O líder cubano, Fidel Castro, de 79 anos, sofreu uma crise intestinal com sangramento e foi submetido a uma complicada operação, informou ontem à noite a TV cubana, ao divulgar uma carta que teria sido escrita por ele para comunicar ter transmitido o poder, em caráter provisório, a seu irmão mais novo, Raúl Castro, de 75 anos.

A carta dá a entender que Fidel já passou pela cirurgia.

Ministro da Defesa e primeiro vice-presidente, Raúl é o nº 2 do regime e sucessor designado pela Constituição, em caso de ausência ou morte de Fidel. Ontem Raúl assumiu a presidência do Conselho Executivo do Estado, a Secretaria-Geral do Partido Comunista e o comando das Forças Armadas. Mas não apareceu em público.

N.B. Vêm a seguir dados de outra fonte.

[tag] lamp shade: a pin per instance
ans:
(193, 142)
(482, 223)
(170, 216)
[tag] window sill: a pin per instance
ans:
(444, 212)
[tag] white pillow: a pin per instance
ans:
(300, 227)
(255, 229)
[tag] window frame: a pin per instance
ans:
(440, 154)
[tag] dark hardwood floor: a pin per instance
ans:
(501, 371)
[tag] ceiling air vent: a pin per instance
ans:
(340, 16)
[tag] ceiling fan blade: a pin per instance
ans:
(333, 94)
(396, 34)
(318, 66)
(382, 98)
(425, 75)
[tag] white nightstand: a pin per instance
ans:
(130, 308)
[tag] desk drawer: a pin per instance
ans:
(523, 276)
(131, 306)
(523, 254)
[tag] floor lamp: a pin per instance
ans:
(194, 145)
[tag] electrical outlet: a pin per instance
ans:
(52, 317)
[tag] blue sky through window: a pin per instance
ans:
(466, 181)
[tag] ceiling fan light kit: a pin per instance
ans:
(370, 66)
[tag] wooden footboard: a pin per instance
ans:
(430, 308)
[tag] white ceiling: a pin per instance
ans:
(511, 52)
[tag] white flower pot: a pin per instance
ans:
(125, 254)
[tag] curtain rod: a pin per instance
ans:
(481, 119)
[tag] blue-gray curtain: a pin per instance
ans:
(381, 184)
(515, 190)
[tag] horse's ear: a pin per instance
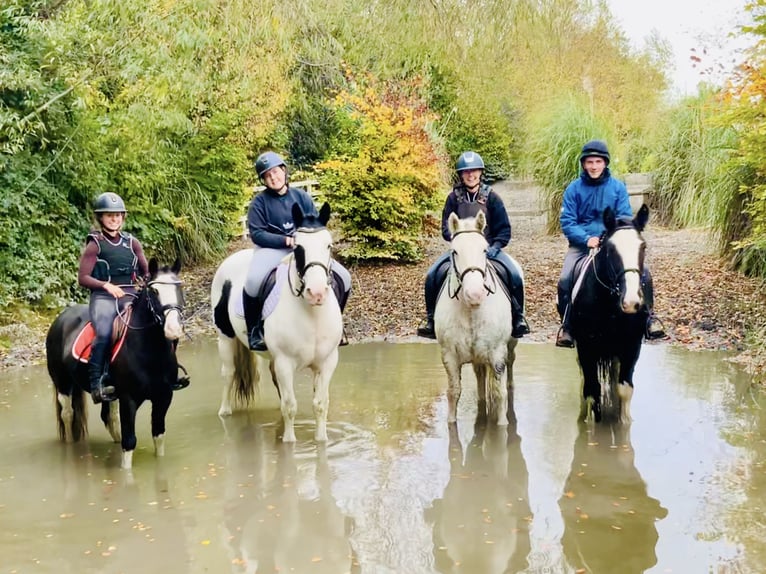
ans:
(300, 258)
(452, 222)
(324, 213)
(641, 218)
(481, 221)
(297, 215)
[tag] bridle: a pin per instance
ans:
(460, 275)
(327, 268)
(158, 314)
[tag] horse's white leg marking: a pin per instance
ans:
(114, 427)
(625, 392)
(284, 370)
(322, 394)
(127, 459)
(159, 445)
(67, 415)
(453, 387)
(226, 353)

Desde que assumiu o poder, em janeiro de 1959, é a primeira vez que Fidel transfere os cargos para outra pessoa. Ele completará 80 anos no dia 13 e é o segundo chefe de Estado há mais tempo no poder no mundo, só perdendo para a rainha Elizabeth, da Grã-Bretanha - que foi coroada em 1952, mas não exerce de fato o Poder Executivo. A saúde de Fidel passou a ser motivo de fortes especulações em 2001, quando ele desmaiou em público durante um discurso, e novamente em 2004, quando tropeçou e caiu após discursar, fraturando um joelho e um braço.

Na carta, lida por seu secretário, Carlos Valenciaga, Fidel afirma ter sofrido sangramento gastrointestinal, aparentemente causado por stress extremo em suas recentes aparições públicas na Argentina (onde participou da cúpula do Mercosul no dia 21 e discursou no frio por mais de três horas) e em Cuba (nos atos de quarta-feira pelo aniversário do assalto ao Quartel Moncada, início da Revolução Cubana). Essa foi a última vez em que foi visto em público.

"A operação me obriga a permanecer várias semanas afastado das minhas responsabilidades e cargos", afirmou ele na carta, segundo Valenciaga. Fidel também pediu o adiamento da celebração de seus 80 anos para 2 de dezembro, data da comemoração do 50 º aniversário do início da luta armada revolucionária. Mas manteve a realização da cúpula do Movimento dos Países Não-Alinhados para setembro, em Havana.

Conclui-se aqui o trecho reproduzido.